Sobel and Prewitt methods are very effectively providing good edge maps.
a.4) Frei-Chen method: Frei and Chen have adapted the Sobel’s model and proposed a pair of isotropic operator which makes K = SQRT(2) . This makes the gradient for horizontal, vertical, and diagonal edges the same at the edge center. The isotropic smoothed weighting operator proposed by Frei and Chen can easily pick up subtle edge detail and produce thinner edge lines, but it also increase the possibility of erroneously detect noise as real edge points.
a.5)Kirsch compass kernel: Is a non-linear edge detector that finds the maximum edge strength in a few predetermined directions.
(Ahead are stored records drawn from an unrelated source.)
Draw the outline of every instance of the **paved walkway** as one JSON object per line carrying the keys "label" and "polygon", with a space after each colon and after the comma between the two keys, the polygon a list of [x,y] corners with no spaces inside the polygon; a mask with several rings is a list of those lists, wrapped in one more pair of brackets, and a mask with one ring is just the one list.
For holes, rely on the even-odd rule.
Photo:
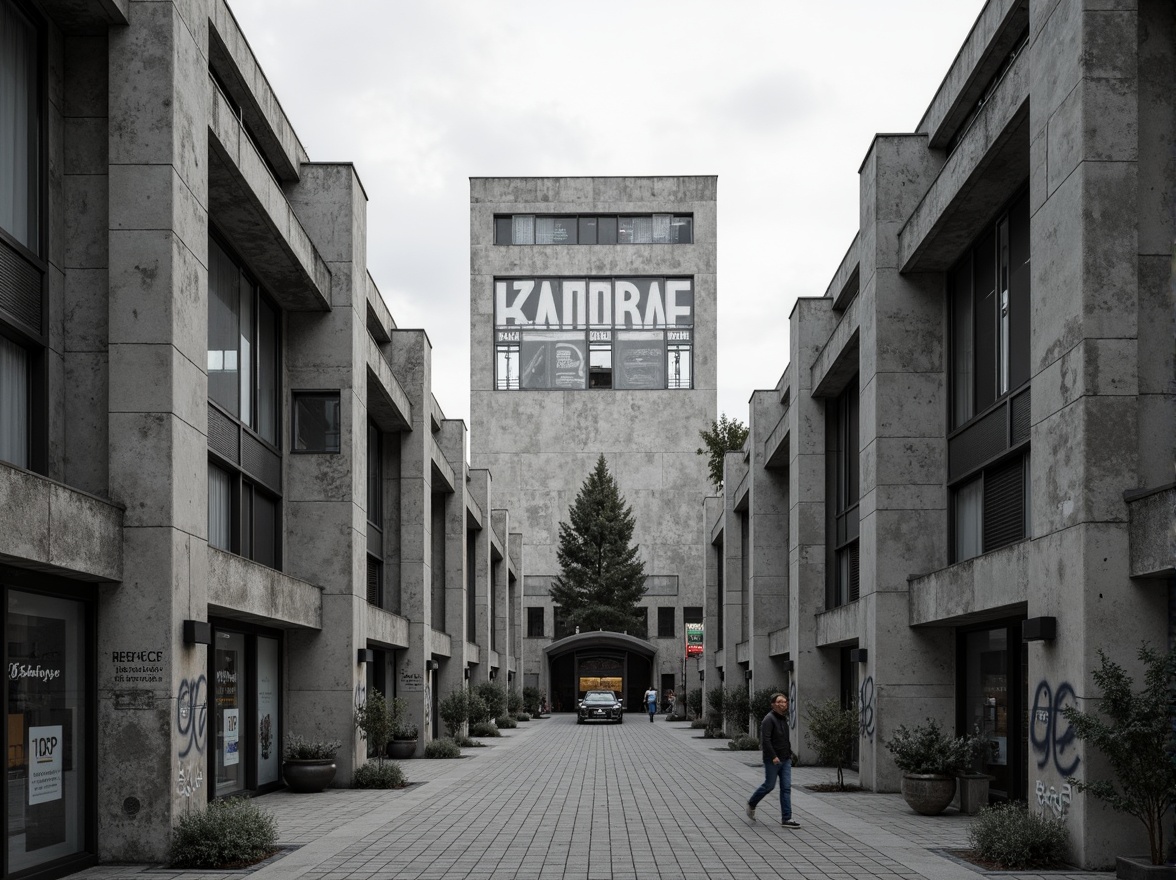
{"label": "paved walkway", "polygon": [[[817,794],[831,769],[797,767],[793,814],[780,827],[775,793],[759,821],[743,814],[762,780],[757,752],[731,752],[686,724],[577,726],[529,721],[462,760],[403,762],[419,785],[397,792],[279,792],[258,799],[296,847],[226,880],[977,880],[943,854],[964,848],[969,816],[911,812],[897,794]],[[994,874],[996,875],[996,874]],[[74,878],[207,880],[209,872],[105,865]],[[998,874],[1008,880],[1110,873]]]}

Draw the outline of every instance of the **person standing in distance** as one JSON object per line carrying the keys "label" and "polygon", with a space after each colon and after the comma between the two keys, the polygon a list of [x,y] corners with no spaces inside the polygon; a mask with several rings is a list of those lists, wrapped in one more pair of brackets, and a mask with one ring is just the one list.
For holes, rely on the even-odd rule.
{"label": "person standing in distance", "polygon": [[760,724],[760,744],[763,747],[763,785],[751,793],[747,802],[747,818],[755,821],[755,806],[780,779],[780,824],[786,828],[800,828],[793,819],[793,744],[788,733],[788,698],[771,695],[771,711]]}
{"label": "person standing in distance", "polygon": [[657,714],[657,692],[654,691],[653,685],[646,691],[646,708],[649,711],[649,724],[653,724],[654,715]]}

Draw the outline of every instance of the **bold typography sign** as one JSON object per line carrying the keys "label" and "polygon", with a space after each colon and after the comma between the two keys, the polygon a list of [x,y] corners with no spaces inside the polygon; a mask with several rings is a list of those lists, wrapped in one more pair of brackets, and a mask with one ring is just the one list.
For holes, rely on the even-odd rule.
{"label": "bold typography sign", "polygon": [[547,329],[691,327],[694,279],[495,279],[494,324]]}
{"label": "bold typography sign", "polygon": [[686,625],[686,655],[697,656],[703,653],[702,624]]}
Kirsch edge operators have been proposed for image segmentation of mammographic images.
a.6) Robinson compass filtering: Similar to the Kirsch masks, with mask coefficients of 0, 1, and 2.
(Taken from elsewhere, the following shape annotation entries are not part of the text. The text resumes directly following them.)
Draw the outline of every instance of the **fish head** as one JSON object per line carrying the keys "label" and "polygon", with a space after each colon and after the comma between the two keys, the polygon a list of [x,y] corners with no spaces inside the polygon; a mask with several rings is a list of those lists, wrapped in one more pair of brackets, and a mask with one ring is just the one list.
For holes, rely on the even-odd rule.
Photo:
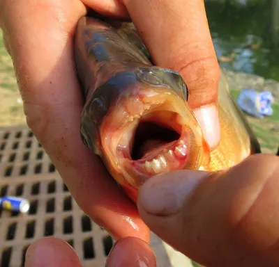
{"label": "fish head", "polygon": [[135,191],[149,177],[209,163],[209,148],[176,72],[137,67],[114,75],[88,97],[84,143],[121,185]]}

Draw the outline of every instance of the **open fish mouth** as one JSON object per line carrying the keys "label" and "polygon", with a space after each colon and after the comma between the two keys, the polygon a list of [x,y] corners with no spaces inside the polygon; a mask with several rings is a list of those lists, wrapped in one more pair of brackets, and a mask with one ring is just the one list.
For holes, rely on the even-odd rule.
{"label": "open fish mouth", "polygon": [[[186,105],[167,90],[153,92],[151,96],[138,94],[122,99],[106,118],[105,129],[118,125],[119,129],[103,138],[103,147],[109,157],[116,159],[119,171],[129,184],[138,187],[155,175],[199,162],[190,143],[202,147],[204,139],[201,131],[197,134],[199,127],[193,122],[194,116]],[[111,145],[110,153],[106,143]]]}

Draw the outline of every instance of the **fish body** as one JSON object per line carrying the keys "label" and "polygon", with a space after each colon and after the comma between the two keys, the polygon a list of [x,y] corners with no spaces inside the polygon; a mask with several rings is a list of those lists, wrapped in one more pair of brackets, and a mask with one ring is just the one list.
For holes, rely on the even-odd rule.
{"label": "fish body", "polygon": [[218,96],[221,140],[211,151],[188,104],[182,77],[152,65],[132,24],[114,27],[82,17],[74,52],[85,97],[82,140],[133,200],[139,186],[155,175],[223,170],[259,151],[223,73]]}

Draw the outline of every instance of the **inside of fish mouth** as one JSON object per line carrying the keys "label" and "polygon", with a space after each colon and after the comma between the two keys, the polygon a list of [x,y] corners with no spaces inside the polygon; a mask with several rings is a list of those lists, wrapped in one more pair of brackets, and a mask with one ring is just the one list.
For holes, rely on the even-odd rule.
{"label": "inside of fish mouth", "polygon": [[132,144],[131,159],[133,161],[142,159],[150,156],[152,152],[156,156],[160,150],[177,141],[179,137],[180,134],[167,124],[140,120]]}
{"label": "inside of fish mouth", "polygon": [[[135,162],[152,161],[169,151],[172,153],[179,145],[183,128],[179,122],[182,119],[176,112],[167,111],[165,106],[159,108],[145,112],[123,133],[117,149],[121,151],[125,159]],[[181,145],[183,146],[180,143],[179,149]],[[165,160],[168,161],[167,159]],[[174,158],[170,157],[169,160]]]}

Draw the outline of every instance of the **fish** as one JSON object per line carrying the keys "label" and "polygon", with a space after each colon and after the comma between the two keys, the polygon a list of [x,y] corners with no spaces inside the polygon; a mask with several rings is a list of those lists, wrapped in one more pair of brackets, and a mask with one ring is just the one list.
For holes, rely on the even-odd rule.
{"label": "fish", "polygon": [[215,172],[260,153],[222,69],[220,141],[211,149],[188,104],[182,76],[154,65],[132,22],[83,17],[74,39],[84,96],[81,138],[133,201],[154,175],[182,169]]}

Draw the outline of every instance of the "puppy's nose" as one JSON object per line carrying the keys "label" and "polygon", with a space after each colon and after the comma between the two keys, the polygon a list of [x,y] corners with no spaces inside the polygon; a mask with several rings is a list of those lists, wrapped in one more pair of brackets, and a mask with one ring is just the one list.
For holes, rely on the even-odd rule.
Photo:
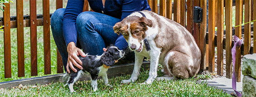
{"label": "puppy's nose", "polygon": [[135,44],[131,44],[131,49],[132,50],[134,50],[136,49],[136,45]]}

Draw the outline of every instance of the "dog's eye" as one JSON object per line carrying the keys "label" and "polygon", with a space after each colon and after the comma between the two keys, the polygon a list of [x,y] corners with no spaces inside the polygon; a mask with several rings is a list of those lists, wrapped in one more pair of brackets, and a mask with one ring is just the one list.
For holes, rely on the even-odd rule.
{"label": "dog's eye", "polygon": [[138,30],[134,30],[134,33],[138,33],[138,32],[139,32]]}

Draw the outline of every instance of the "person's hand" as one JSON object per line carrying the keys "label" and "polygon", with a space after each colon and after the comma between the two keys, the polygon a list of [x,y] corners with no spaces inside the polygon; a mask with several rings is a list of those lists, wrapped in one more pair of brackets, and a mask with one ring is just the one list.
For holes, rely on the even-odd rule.
{"label": "person's hand", "polygon": [[82,61],[78,58],[78,55],[81,55],[82,57],[86,56],[86,55],[82,50],[76,47],[76,44],[73,42],[71,42],[67,44],[67,47],[68,57],[67,58],[67,71],[70,73],[69,67],[75,72],[76,72],[76,69],[74,67],[74,65],[80,69],[82,69],[83,67],[80,64],[82,64]]}
{"label": "person's hand", "polygon": [[[107,51],[107,49],[105,48],[103,48],[103,51],[104,51],[104,52],[106,52],[106,51]],[[116,61],[115,61],[115,63],[116,63],[118,62],[118,60],[116,60]]]}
Kirsch and Robinson methods require more time for calculation and their results are not better than the ones produced by Sobel and Prewitt methods.
a.7) Nevatia / Babu: detects edges in various degree increments
B) 2nd Order Derivative Edge Detection. If there is a significant spatial change in the second derivative, an edge is detected. 2nd Order Derivative operators are more sophisticated methods towards automatized edge detection, however, still very noise-sensitive.
As differentiation amplifies noise, smoothing is suggested prior to applying the Laplacians. In that context, typical examples of 2nd order derivative edge detection are the Difference of Gaussian (DOG) and the Laplacian of Gaussian (LoG) (e.g.the Marr - Hildreth method).
Image derivatives are used in motion estimation and object tracking in video.
Concluding, I personally believe that a good practice in order to choose the optimal edge detection method is to first identify the edge profile of the objects to be detected in an image (step edges / ramp edges /line or roof edges). Which edge detection method to use, it also strongly depends from the application domain as well...